The Man Who Folded Himself (11 page)

BOOK: The Man Who Folded Himself
13.02Mb size Format: txt, pdf, ePub
And more.
I have seen dinosaurs. I have seen the thunder lizards walk the Earth. Diplodocus, Apatosaur, Stegosaur, and Triceratops—Velociraptor and Tyrannosaurus Rex, the most fearsome monsters ever to stalk the Earth.
I have seen the eruption of Vesuvius and the death of Pompeii.
I have seen the explosion of Krakatoa.
I watched an asteroid plunge from the sky and shatter a giant crater in what would someday be Arizona.
I've witnessed the death of Hiroshima by atomic fire.
I've timeskimmed from the far distant past and watched as the Colorado River carved out the Grand Canyon—a living, twisting snake of water cutting away the rock.
And more.
I've been to the moon.
I've walked its surface in a flimsy spacesuit and held its dust in my hands. I've seen the Earth rise above the Lunar Apennines.
I've visited Tranquility Base—and flashing back to the past, I watched the Eagle land. I saw Neil Armstrong come ashore.
And more.
I've been to Mars. I've been to the great hotels that orbit Jupiter and I've seen the rings of Saturn.
I've timeskimmed from the far past to the far future.
I have seen Creation.
And I have seen Entropy.
From Big Bang to Big Crunch—the existence of the Earth is less than a blink; the death of the sun by nova, almost unnoticeable.
I've seen the future of mankind—
I like to think I understand, but I know that I don't. The future of the human race is as alien and incomprehensible to me as the year 2005 would be to a man of Charlemagne's era. But wondrous it is indeed, and filled with marvelous things.
There is nothing that I cannot witness—
—but there is little that I can participate in.
I am limited. By my language, by my appearance, by my skin color, and my height.
I am limited to life in a span of history maybe two hundred years in each direction.

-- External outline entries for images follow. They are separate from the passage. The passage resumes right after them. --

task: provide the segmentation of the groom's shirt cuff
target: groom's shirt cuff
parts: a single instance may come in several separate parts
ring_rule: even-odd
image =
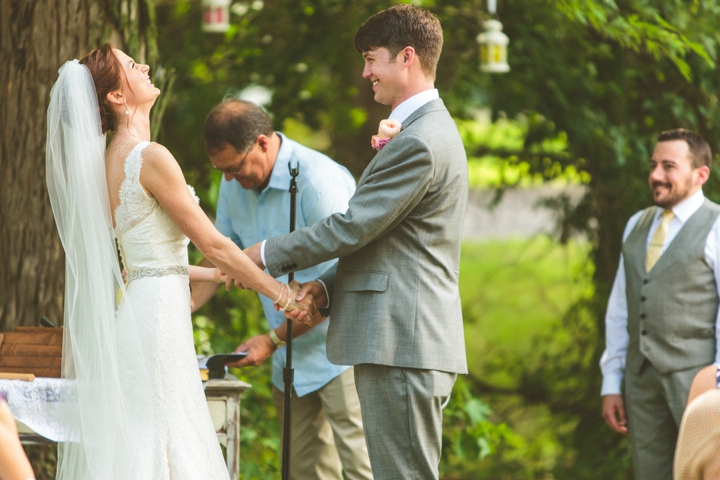
[[[320,315],[323,317],[329,317],[330,316],[330,294],[327,291],[327,285],[325,285],[325,282],[320,280],[319,278],[315,279],[316,282],[320,282],[320,285],[323,286],[325,289],[325,306],[319,307],[318,311],[320,312]]]
[[[267,242],[267,240],[263,240],[260,244],[260,260],[263,262],[263,265],[265,265],[265,268],[267,268],[267,262],[265,261],[265,242]]]

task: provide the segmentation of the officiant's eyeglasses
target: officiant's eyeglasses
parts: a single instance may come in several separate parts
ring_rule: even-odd
[[[247,158],[248,154],[252,151],[254,146],[255,146],[255,144],[253,143],[252,146],[250,147],[250,149],[247,152],[245,152],[245,156],[243,157],[242,160],[240,160],[240,163],[238,163],[236,167],[218,168],[215,165],[213,165],[212,167],[215,170],[220,170],[223,173],[227,173],[228,175],[232,175],[233,177],[236,177],[240,173],[240,170],[242,169],[243,165],[245,165],[245,159]]]

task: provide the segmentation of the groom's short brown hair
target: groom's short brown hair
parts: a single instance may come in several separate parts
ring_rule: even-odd
[[[355,48],[360,53],[387,48],[392,58],[405,47],[413,47],[423,73],[435,79],[442,51],[440,20],[424,8],[402,4],[368,18],[355,34]]]

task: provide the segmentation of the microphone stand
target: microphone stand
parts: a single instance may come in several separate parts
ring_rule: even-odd
[[[295,231],[295,195],[297,194],[297,176],[300,174],[300,164],[293,167],[288,162],[290,170],[290,233]],[[288,274],[288,283],[295,279],[294,272]],[[283,451],[282,451],[282,480],[290,478],[290,419],[292,416],[292,385],[295,379],[295,371],[292,368],[292,320],[286,320],[287,339],[285,368],[283,369],[283,381],[285,384],[285,401],[283,402]]]

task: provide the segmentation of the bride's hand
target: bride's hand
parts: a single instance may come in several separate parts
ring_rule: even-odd
[[[219,268],[216,268],[213,272],[213,279],[215,283],[222,285],[225,284],[225,291],[229,292],[230,288],[232,288],[233,282],[237,285],[237,281],[233,280],[227,273],[223,272]]]
[[[315,305],[315,301],[312,299],[311,296],[306,297],[306,299],[303,302],[298,302],[295,298],[297,297],[298,292],[300,291],[300,288],[302,285],[293,280],[288,284],[288,287],[290,288],[290,298],[288,299],[288,302],[286,304],[285,312],[291,313],[295,311],[302,311],[307,312],[307,315],[302,320],[293,320],[298,323],[306,324],[306,325],[312,325],[313,324],[313,317],[317,314],[317,305]]]

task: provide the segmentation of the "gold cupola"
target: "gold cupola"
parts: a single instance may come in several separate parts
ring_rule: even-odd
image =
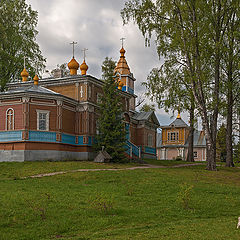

Beyond that, the languages are difficult: the meanings have altered, the pronunciations and usages too complex to decipher. With effort, perhaps, I can communicate; but the farther I go from 2005, the harder it is to make myself understood.
And there are other differences. In the past, I am too tall. The farther back I travel, the shorter everybody becomes. And the farther forward I go, the taller. In the not-too -distant future, I am too short—humanity's evolution is upward.
And there are still other differences. Disturbing ones.
There are places where my skin is the wrong color, or my eyes the wrong shape. And there is one time in the future when I am the wrong sex.
There are places where people's faces are—different.
I can witness.
I cannot participate.
But witnessing is enough: I have seen more of history than any other human being. I have timeskimmed and timestopped and my journeys have been voyages of mystery and adventure.
There is much that I don't understand. There are things that are incomprehensible to one who is not of the era and the culture.
But still—the proper study of humanity is humanity itself.
History is not just old news.
It's people. It's the ebb and flow of life. It's the sound of bells and horns, the stamp of boots in the street, the flapping of banners in the wind, the smell of smoke and flowers. It's bread and trains and newspapers. It's the acrid smell of the herd, and the press of the crowd. It's surprise and glory—and fear. It's confusion, panic, and disaster—
—and above all, history is triumph!
It is the triumph of individuals creating, designing, building, changing, challenging—never quitting. It is the continual victory of the intellect over the animal; the unquenchable vitality of life! Passion overwhelms despair and humanity goes on; sometimes seething, sometimes dirty, sometimes even unspeakably evil.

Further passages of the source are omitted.